Die Bundesrepublik hat einen föderalen Aufbau: Die Länder sind über den Bundesrat als einflussreicher Akteur am Gesetzgebungsverfahren beteiligt. Zunächst als Provisorium gedacht, zeigt sich, dass das in weniger als einem Jahr erarbeitete Grundgesetz eine solide Grundlage für den jungen Staat bildet. Gilt es, in den ersten Jahren noch zu zeigen, dass man Lehren aus dem Scheitern der Weimarer Republik gezogen hat („Bonn ist nicht Weimar!“), so zeigt sich bald die Funktionsfähigkeit des Staates auch in Zeiten des Wandels.

Grundlegend infrage gestellt wird das Grundgesetz nach der Friedlichen Revolution in der DDR 1989, als die Forderung nach einer neuen gesamtdeutschen Verfassung nach Artikel 146 Grundgesetz laut wird. Stattdessen entscheidet man sich jedoch mit dem Beitritt der ostdeutschen Länder zum Geltungsbereich des Grundgesetzes nach Artikel 23 für eine zügigere Variante der Wiedervereinigung.

Immer wieder jedoch erfährt das Grundgesetz Änderungen: Dazu gehören unter anderem umfangreiche Neuerungen des Asylartikels, die Neuordnungen der Beziehungen zwischen Bund und Ländern oder die Einführung der Schuldenbremse. Statt der ursprünglich 146 Artikel umfasst das Grundgesetz mittlerweile 203 Artikel. Allein die Verdoppelung des Textumfangs zeugt vom steten Wandel.

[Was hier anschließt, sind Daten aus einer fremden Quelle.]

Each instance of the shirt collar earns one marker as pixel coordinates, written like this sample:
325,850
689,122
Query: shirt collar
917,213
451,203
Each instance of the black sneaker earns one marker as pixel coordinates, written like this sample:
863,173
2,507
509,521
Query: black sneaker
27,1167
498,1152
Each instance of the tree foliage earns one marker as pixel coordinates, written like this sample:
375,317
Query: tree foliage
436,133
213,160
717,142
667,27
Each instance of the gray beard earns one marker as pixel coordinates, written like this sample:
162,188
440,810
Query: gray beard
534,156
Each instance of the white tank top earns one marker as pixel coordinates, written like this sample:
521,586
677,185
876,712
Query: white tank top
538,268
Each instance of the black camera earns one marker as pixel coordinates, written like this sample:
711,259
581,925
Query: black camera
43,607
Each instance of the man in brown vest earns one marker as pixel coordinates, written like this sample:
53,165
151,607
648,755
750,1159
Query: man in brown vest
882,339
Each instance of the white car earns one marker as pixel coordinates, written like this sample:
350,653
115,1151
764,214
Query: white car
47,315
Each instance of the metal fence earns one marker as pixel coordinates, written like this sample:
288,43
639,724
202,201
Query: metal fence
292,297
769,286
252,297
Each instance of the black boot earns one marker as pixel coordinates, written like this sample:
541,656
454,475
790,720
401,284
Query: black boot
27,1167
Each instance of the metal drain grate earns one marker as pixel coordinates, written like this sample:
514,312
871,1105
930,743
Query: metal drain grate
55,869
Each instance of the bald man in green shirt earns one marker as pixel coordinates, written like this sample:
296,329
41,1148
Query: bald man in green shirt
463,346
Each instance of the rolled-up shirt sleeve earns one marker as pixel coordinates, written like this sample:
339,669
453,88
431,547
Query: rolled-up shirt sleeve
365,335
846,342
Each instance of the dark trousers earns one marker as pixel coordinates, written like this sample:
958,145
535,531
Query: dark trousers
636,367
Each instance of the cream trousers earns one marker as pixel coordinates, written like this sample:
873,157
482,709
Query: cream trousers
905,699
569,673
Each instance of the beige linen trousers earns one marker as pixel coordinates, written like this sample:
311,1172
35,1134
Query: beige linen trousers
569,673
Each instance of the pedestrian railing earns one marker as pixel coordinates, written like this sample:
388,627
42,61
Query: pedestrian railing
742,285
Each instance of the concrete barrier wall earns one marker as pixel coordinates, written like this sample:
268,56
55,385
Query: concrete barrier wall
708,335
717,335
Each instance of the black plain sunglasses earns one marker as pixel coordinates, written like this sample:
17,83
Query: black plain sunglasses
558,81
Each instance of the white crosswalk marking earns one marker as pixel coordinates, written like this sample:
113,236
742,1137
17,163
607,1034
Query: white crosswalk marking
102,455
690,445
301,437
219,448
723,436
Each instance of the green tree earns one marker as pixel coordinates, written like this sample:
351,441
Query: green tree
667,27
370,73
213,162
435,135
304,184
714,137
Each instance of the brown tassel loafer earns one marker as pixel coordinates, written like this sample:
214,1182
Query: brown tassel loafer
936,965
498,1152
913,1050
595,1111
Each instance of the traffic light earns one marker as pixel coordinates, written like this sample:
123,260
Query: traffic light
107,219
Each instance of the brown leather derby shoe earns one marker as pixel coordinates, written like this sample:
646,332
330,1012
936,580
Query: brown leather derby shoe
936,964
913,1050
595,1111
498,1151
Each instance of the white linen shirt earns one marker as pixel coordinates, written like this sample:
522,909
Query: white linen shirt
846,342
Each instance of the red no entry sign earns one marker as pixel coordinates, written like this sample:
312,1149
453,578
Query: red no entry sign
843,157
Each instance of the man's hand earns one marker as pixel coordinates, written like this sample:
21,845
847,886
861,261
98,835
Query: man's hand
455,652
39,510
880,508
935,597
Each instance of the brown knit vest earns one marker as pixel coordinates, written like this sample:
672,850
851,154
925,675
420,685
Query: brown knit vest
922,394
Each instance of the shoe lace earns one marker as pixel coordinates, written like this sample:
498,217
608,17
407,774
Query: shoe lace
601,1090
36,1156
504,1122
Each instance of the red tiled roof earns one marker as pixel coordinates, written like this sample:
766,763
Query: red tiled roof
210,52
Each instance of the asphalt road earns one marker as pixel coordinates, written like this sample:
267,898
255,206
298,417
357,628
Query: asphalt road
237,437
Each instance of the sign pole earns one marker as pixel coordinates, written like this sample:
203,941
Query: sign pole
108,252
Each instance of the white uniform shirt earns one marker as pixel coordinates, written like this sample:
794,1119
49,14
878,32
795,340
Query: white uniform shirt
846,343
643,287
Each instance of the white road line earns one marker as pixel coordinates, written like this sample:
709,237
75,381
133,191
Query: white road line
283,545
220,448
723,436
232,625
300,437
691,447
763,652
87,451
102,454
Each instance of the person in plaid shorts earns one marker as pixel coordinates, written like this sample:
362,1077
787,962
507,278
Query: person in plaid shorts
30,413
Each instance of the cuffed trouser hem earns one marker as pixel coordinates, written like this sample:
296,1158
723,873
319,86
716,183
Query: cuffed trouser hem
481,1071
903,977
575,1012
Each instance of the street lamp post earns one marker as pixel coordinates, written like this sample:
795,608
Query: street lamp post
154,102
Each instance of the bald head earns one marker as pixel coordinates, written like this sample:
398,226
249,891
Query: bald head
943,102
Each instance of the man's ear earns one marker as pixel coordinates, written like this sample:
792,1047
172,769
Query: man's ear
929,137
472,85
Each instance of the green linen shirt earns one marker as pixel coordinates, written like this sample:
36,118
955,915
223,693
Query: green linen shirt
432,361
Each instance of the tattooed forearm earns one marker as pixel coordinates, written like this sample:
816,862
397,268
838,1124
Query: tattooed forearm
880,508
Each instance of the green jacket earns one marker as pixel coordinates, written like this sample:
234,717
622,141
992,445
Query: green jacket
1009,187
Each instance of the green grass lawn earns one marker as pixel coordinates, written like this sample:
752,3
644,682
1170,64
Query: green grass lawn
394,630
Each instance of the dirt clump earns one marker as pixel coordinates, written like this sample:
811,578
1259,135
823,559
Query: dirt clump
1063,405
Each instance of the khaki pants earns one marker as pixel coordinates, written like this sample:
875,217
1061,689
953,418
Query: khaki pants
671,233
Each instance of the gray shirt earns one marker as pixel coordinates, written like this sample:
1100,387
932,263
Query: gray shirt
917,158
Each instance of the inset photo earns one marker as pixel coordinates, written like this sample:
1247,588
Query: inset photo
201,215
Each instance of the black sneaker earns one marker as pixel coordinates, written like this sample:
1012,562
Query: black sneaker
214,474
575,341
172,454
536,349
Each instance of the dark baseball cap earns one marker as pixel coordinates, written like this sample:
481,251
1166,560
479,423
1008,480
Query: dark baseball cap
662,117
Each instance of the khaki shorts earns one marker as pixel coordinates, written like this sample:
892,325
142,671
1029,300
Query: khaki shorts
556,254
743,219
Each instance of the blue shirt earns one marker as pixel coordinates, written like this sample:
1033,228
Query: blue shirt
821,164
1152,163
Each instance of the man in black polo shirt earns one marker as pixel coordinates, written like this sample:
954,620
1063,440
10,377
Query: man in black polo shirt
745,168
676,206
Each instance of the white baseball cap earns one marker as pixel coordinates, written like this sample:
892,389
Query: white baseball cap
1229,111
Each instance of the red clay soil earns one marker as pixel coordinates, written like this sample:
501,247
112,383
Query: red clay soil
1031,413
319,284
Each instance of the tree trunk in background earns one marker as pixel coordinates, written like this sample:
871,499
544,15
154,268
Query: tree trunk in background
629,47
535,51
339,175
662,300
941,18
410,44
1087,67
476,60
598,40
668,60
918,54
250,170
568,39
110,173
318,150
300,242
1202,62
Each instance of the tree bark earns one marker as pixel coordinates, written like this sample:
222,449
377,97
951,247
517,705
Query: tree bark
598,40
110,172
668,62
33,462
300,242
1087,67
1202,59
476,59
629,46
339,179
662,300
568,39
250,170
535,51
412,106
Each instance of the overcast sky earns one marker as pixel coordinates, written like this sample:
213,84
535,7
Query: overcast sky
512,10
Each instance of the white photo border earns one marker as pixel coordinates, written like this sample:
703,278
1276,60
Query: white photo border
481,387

Heute zählt das Grundgesetz zu den ältesten geltenden Verfassungen der Welt und gilt als vorbildlich für den Aufbau demokratischer Rechtsstaaten. Auch wenn so weitgehend Konsens darüber herrscht, dass es sich in den vergangenen 75 Jahren als Grundlage einer wehrhaften Demokratie bewährt hat, wird neuerdings in einem veränderten politisch-gesellschaftlichen Klima verstärkt diskutiert, inwieweit das Grundgesetz tatsächlich ausreichend robust und stabilisierend ausgestaltet ist, insbesondere mit Blick auf die Absicherung des Bundesverfassungsgerichts.